Edmund Clarke Kinkead
was born in Kingston on July 18th, 1873, the eldest of the twelve children of Edward Daniel and Ursulena Clarke
Kinkead. He was educated at the Collegiate School, then the best school in Kingston, and at schools in England. He worked
in the Drug Department of his father’s store in Kingston.
He studied optics in Toronto in the mid-1890s
and then ran the Optical Department of his father’s establishment; later he started his own office as an optician. He
studied medicine at Queen’s University, Kingston, Canada and graduated M.D. and C.M.

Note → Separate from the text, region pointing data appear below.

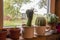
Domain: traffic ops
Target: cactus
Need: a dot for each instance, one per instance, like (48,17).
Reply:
(52,18)
(40,21)
(29,16)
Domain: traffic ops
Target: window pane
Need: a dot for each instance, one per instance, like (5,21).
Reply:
(15,11)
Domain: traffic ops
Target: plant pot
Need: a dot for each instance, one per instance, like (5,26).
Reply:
(15,33)
(28,32)
(3,34)
(53,26)
(40,30)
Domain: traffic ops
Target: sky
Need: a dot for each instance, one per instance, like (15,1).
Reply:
(33,4)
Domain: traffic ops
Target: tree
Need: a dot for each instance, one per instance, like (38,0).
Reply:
(12,10)
(43,3)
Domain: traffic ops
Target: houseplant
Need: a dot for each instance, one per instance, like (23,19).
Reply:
(28,31)
(3,34)
(14,33)
(52,20)
(41,25)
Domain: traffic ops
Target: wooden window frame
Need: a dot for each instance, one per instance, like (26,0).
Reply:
(52,10)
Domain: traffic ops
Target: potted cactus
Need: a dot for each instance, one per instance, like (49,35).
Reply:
(3,34)
(28,29)
(52,20)
(41,25)
(14,33)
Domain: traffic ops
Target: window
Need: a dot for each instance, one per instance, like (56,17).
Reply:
(15,11)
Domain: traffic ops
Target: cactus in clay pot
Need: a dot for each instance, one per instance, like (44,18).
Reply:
(29,13)
(40,21)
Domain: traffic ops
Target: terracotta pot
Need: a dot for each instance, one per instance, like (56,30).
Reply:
(53,26)
(40,30)
(15,33)
(28,32)
(3,34)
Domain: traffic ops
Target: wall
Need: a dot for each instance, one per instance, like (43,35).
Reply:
(57,8)
(1,14)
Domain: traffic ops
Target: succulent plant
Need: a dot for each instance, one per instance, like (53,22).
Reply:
(29,13)
(40,21)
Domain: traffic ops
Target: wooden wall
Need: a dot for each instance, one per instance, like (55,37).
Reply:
(57,8)
(1,14)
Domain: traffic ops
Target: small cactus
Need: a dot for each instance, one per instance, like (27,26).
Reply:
(40,21)
(52,18)
(29,16)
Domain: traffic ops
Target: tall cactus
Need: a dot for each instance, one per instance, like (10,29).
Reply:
(40,21)
(29,16)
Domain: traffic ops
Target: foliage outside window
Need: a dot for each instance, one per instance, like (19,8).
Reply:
(14,11)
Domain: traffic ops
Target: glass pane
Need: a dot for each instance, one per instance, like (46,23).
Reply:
(15,11)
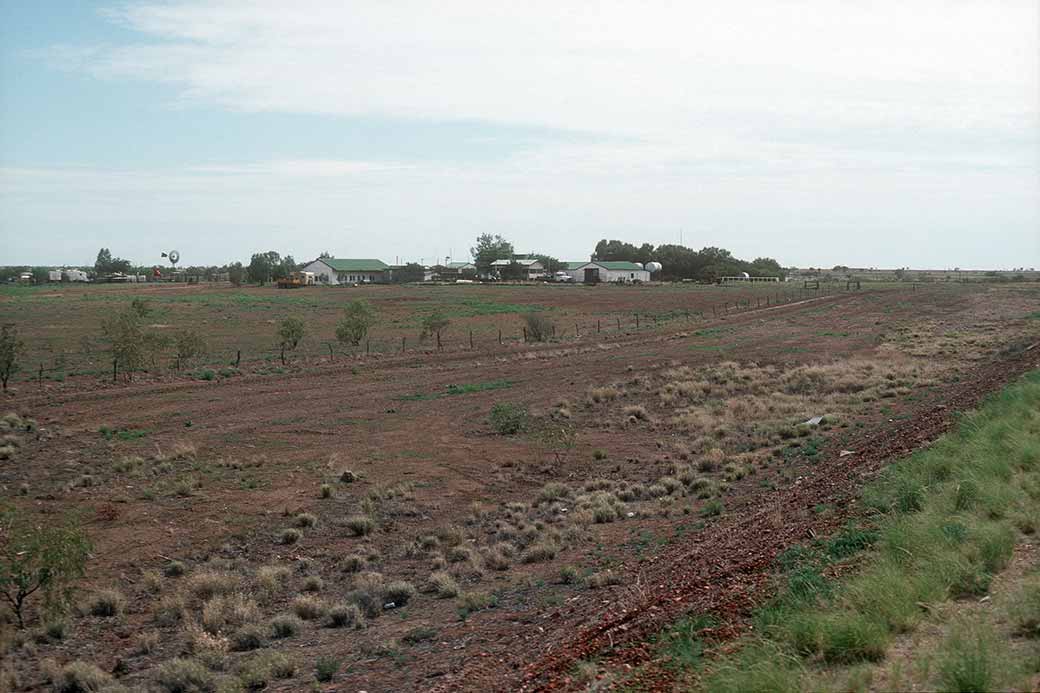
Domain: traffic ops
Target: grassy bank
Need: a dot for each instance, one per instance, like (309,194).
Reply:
(942,523)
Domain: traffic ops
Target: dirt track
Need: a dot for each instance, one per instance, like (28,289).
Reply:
(389,419)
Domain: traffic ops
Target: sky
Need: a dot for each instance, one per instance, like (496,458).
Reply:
(817,132)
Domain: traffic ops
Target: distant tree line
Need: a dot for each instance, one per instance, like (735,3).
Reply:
(680,262)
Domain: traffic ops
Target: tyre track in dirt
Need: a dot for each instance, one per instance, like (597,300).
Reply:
(724,570)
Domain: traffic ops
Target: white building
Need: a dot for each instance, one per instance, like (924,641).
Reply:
(346,271)
(607,272)
(529,267)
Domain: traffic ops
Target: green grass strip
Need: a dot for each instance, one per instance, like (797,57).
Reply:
(946,520)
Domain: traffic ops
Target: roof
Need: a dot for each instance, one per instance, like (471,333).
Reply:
(525,262)
(354,264)
(616,265)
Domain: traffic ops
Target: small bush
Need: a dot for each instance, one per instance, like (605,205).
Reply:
(539,327)
(543,550)
(80,677)
(969,662)
(508,418)
(247,638)
(346,616)
(399,592)
(360,525)
(326,668)
(106,604)
(181,675)
(472,601)
(305,520)
(285,625)
(289,536)
(1025,612)
(443,585)
(309,608)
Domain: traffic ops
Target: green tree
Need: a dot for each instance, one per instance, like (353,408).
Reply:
(434,323)
(290,332)
(263,266)
(10,350)
(189,345)
(489,249)
(126,337)
(236,273)
(358,317)
(39,559)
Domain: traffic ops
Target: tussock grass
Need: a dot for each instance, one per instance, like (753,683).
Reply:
(945,524)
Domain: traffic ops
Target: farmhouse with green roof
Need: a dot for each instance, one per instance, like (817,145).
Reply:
(348,271)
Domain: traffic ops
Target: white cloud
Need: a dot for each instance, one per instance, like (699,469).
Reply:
(816,131)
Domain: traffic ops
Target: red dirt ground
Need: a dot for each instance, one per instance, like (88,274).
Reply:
(280,431)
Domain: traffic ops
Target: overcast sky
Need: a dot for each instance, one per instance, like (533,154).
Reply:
(816,132)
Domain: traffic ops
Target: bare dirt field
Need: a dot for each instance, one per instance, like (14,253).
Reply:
(370,510)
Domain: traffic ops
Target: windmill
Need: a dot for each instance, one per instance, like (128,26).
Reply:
(174,258)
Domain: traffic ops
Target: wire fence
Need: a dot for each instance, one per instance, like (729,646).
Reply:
(228,362)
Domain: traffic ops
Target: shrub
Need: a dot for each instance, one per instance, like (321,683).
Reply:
(358,317)
(106,604)
(80,677)
(543,550)
(443,585)
(539,327)
(346,616)
(207,584)
(508,418)
(182,675)
(10,350)
(289,536)
(39,558)
(399,592)
(1025,612)
(305,520)
(309,608)
(968,661)
(285,625)
(247,638)
(290,332)
(326,668)
(360,524)
(471,601)
(313,584)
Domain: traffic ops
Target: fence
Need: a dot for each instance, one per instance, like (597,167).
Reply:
(227,362)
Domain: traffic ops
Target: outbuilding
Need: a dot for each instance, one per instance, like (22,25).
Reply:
(348,271)
(607,271)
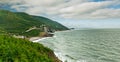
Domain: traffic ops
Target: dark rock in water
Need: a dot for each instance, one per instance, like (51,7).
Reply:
(52,55)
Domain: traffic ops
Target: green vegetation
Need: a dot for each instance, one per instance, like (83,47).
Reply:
(18,22)
(19,50)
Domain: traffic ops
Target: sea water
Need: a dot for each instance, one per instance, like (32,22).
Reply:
(88,45)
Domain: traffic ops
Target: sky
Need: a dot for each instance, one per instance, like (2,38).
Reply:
(71,13)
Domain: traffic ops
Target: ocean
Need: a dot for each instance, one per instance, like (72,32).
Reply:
(85,45)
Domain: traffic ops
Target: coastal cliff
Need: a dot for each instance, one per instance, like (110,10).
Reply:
(13,26)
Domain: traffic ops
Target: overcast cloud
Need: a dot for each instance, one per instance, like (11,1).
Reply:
(72,9)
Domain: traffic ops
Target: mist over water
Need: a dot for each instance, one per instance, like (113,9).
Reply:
(90,45)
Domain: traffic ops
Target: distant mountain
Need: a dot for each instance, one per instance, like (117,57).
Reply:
(19,23)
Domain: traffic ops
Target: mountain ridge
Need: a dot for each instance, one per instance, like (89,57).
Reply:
(18,22)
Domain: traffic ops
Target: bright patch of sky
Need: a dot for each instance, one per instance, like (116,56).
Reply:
(71,13)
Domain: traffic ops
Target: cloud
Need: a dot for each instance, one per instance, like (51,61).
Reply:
(75,9)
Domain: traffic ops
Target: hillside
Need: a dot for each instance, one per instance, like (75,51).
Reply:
(20,50)
(18,23)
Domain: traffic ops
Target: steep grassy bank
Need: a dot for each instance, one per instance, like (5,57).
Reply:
(19,23)
(19,50)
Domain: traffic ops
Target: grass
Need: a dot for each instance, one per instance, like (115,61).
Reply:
(19,50)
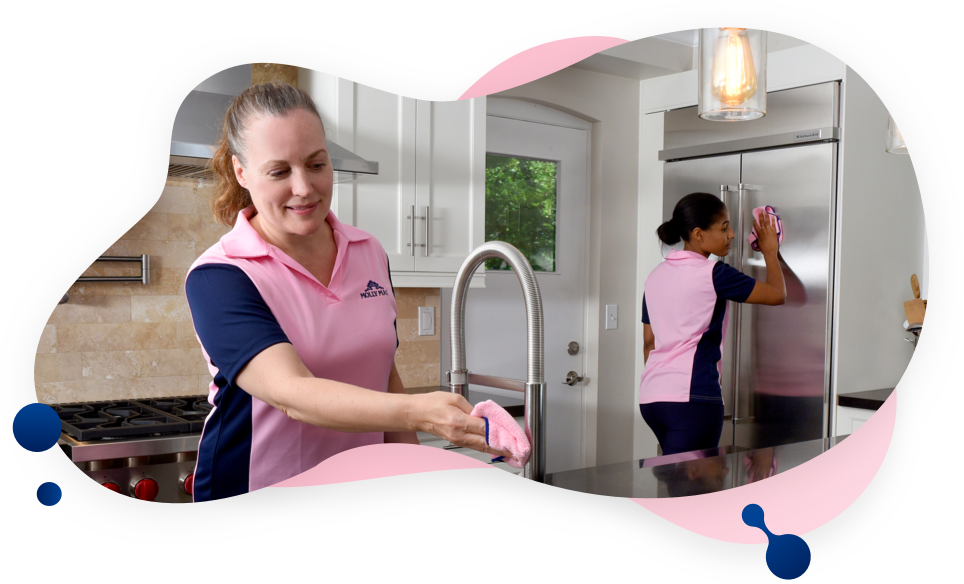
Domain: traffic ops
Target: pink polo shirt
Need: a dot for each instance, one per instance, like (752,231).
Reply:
(686,305)
(247,295)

He practised in Jamaica and later in Central
America, where he was in charge of the United Fruit Company’s Hospital, in Bocas-del-Toro.
He went to Britain around 1908 and graduated
at Edinburgh as L.R.C.P, and L.R.C.S. and at Glasgow as L.F.P. and S.

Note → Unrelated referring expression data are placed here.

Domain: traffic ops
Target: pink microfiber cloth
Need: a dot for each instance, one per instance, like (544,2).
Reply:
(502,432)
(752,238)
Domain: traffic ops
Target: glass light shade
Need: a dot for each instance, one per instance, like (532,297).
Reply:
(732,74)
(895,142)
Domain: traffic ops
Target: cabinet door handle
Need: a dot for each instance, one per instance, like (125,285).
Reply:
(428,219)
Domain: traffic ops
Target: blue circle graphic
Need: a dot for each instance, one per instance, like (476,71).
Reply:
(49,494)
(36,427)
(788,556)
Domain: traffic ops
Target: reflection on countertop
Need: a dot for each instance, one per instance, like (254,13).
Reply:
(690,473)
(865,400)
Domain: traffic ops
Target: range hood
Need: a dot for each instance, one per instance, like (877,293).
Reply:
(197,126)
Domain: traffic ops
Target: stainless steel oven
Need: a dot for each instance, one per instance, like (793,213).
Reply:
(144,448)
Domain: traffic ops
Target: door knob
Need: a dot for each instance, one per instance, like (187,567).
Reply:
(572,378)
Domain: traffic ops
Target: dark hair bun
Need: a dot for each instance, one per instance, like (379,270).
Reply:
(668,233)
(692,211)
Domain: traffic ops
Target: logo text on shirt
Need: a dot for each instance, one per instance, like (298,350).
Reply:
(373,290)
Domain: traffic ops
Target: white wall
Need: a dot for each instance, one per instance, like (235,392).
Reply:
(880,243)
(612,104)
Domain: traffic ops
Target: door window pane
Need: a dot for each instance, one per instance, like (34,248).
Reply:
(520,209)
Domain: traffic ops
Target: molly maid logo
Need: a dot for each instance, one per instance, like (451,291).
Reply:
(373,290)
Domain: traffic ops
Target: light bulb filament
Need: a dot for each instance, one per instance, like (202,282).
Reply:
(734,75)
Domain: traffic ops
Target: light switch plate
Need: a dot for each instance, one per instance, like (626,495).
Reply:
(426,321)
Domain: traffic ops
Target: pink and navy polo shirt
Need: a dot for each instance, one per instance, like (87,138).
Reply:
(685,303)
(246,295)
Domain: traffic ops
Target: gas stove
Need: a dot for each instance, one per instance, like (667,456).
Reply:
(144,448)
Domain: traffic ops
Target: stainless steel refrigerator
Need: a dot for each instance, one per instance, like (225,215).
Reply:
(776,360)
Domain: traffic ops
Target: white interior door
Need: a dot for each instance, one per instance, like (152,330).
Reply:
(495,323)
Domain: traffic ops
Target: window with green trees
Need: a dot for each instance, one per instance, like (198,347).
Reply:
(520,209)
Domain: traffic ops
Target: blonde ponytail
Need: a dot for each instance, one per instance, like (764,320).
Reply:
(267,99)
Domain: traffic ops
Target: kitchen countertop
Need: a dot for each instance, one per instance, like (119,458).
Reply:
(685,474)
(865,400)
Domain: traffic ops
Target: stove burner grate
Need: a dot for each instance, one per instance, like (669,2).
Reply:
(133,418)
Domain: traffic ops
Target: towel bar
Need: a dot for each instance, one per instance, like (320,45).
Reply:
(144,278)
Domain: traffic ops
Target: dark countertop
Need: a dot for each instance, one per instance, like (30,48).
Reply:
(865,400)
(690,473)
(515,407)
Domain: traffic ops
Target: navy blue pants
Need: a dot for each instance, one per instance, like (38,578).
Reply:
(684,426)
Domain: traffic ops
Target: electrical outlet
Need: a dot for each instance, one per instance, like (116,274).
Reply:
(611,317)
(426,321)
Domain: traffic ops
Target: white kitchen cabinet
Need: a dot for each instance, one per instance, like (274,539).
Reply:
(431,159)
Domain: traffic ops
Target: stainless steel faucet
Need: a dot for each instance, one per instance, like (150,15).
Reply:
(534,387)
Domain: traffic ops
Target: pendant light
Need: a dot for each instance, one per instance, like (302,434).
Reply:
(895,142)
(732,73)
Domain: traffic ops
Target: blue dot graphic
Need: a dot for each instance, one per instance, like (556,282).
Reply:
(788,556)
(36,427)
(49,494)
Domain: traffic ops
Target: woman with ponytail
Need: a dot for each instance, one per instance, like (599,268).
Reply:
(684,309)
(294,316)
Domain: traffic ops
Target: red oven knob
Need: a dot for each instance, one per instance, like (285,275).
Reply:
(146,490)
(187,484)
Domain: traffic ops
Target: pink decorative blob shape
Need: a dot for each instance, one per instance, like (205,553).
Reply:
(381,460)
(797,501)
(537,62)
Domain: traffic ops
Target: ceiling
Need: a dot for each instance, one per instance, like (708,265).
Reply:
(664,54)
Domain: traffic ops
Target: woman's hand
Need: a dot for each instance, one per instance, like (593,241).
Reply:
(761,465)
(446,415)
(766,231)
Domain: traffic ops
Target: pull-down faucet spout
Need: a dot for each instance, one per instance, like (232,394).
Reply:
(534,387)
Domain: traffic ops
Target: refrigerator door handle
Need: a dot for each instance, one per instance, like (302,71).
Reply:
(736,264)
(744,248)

At the end of World War I he migrated to
the U.S.A.; he died in Boston in 1928. He was married twice, and was survived by his four children. The Kinkead family still
operates their pharmacy on Port Royal Street.
In 1910 the
Jamaica Times described Dr E. C. Kinkead as ‘Kindly, sympathetic, good to the poor. A worthy son of a worthy father.’